May 17th, 2019 at 11:27 pm
Leigh Brackett did NOT ghost any books for Gypsy Rose Lee. She did write STRANGER AT HOME for George Sanders and pinch-hit for Edmond Hamilton on a few stories along with two comic book scripts for DC Comics.
And to be more of a killjoy, Brackettville, Texas was NOT named after Leigh. See:
https://en.wikipedia.org/wiki/Brackettville,_Texas
Finally, while Duke’s THE ALAMO *was* filmed north of Brackettville, RIO BRAVO’s locations were filmed in Old Tuscon, AZ (as were EL DORADO and RIO LOBO).
May 18th, 2019 at 12:06 am
Corrections always appreciated, Stephen. Thanks!
May 18th, 2019 at 6:03 am
Stephen Haffner: you forget, “This is the West, sir. When the legend becomes fact, print the legend.” from another film legendarily made in Brackettville!
May 18th, 2019 at 11:27 am
Roger: I “forget” nothing. In this case, there is no “legend,” merely an erroneous statement, now corrected. Leigh Brackett’s career is sufficient to stand on it’s factual merits; false embellishments are unnecessary.
May 18th, 2019 at 9:34 pm
Thanks for the corrections. Brackett was often named as the ghost for MOTHER FINDS A BODY, nice to find out the truth. Brackettville is another of those oft repeated stories I’m glad to hear the truth on.
She did, however, write the novelization of RIO BRAVO.

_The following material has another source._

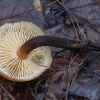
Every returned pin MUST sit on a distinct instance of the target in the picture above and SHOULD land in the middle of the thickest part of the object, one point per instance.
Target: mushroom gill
(12, 36)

August 25th, 2019 at 11:10 am
I’d never heard any rumor of Brackett ghostwriting for Gypsy Rose Lee; the standard story was that Lee’s two mysteries had been ghosted by Craig Rice — though I gather the balance of opinion now is that isn’t correct either and that Lee wrote them by herself.
I think my first encounter with Brackett’s writing was that Bantam pb novelization of RIO BRAVO, which I read as a kid and thought excellent, though I’d pretty much passed through my westerns phase at the time. I didn’t actually see the movie itself (which I also enjoyed) until about twenty years later.
August 25th, 2019 at 11:48 am
Al Hubin is not his usual definitive self in the latest version of CRIME FICTION IV. He says the two mysetries under the Gypsy Rose Lee byline are “rumored” to have been done by Craig Rice.
I have also read elsewhere that Miss Lee actually wrote the books herself. It is quite possible.